Apple, Google, Amazon’s Vietnam Related Sentiments Down 7% in 2021 With Production Shift Delays


The spread of the Delta variant of the COVID-19 pandemic has hampered sentiments around Vietnam for Apple Inc. (Apple) in 2021, while Alphabet Inc. (Google) and Inc. (Amazon) have had fewer discussions around the country, with a dip in sentiments, according to the Filing Analytics Platform of GlobalData.

The mentions of Vietnam peaked in 2019 for Apple, reported GlobalData, as the company looked at shifting production to Vietnam during the US-China trade war. However, sentiments have dipped by nearly 7% year-on-year in 2021.

Rinaldo Pereira, Senior Business Fundamentals Analyst at GlobalData, comments: “Companies continue to grapple the global chip shortage and shifting production out of China has become more complex for big tech firms. In Amazon’s 2021 filings, supply chain risks were a key topic of discussion around Vietnam mentions. At the same time, Apple mentioned ‘AirPods’ as a keyword in 2021 filings discussions around Vietnam. Apple might not be able to shift its AirPods production to Vietnam as quickly it hoped due to the Delta variant- a case similar to Google’s production shift intentions for newer Pixel models.”

Google and Amazon had more minor mentions of Vietnam, while each had few discussions around China compared to North America, the US or Europe in 2021. However, China continues to be among the top geographic mentions for Apple in 2021 filings.

Anisha Bhatia, Senior Analyst for Consumer Services, Platforms and Devices at GlobalData, suggests that the increase in Apple’s hiring activity in recent months is an effort to boost market share in regions such as India, Africa, and the Middle East.

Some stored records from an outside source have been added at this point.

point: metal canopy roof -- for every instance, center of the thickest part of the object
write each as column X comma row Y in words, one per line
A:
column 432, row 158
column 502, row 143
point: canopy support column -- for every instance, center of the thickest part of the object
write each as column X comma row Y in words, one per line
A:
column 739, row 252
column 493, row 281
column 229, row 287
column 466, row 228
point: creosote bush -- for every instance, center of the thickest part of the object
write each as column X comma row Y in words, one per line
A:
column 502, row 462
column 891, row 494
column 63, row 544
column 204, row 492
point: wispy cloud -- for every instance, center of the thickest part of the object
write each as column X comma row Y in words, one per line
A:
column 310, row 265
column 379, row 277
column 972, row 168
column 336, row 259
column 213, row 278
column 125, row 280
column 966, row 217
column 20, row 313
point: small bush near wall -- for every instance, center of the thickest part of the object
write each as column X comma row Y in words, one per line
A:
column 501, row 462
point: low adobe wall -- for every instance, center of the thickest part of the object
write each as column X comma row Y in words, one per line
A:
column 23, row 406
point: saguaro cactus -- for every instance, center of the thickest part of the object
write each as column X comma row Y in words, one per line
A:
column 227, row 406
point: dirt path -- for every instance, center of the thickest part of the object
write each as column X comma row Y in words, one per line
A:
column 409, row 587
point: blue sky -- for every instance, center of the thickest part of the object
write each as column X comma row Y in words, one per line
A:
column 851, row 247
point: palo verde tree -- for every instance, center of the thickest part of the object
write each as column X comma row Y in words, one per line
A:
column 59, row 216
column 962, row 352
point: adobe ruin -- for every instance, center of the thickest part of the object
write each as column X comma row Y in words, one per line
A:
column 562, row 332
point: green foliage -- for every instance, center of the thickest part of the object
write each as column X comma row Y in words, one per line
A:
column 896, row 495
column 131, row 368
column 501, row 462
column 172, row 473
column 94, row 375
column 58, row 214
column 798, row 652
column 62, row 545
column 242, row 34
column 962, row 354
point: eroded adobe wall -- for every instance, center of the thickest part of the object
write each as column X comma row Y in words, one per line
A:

Mr Pereira concludes: “Apple, Google and Amazon’s job postings’ growth in Vietnam was also slower at 13% compared to China’s 50% during H1 2021 compared to H1 2020. The new restrictions in place in Vietnam and shortage-related supply chain risks have dampened the sentiments of companies looking to shift production out of China. In the long-term, the big tech companies are likely to tread a geopolitical and regulatory tight rope while looking at non-Chinese production.”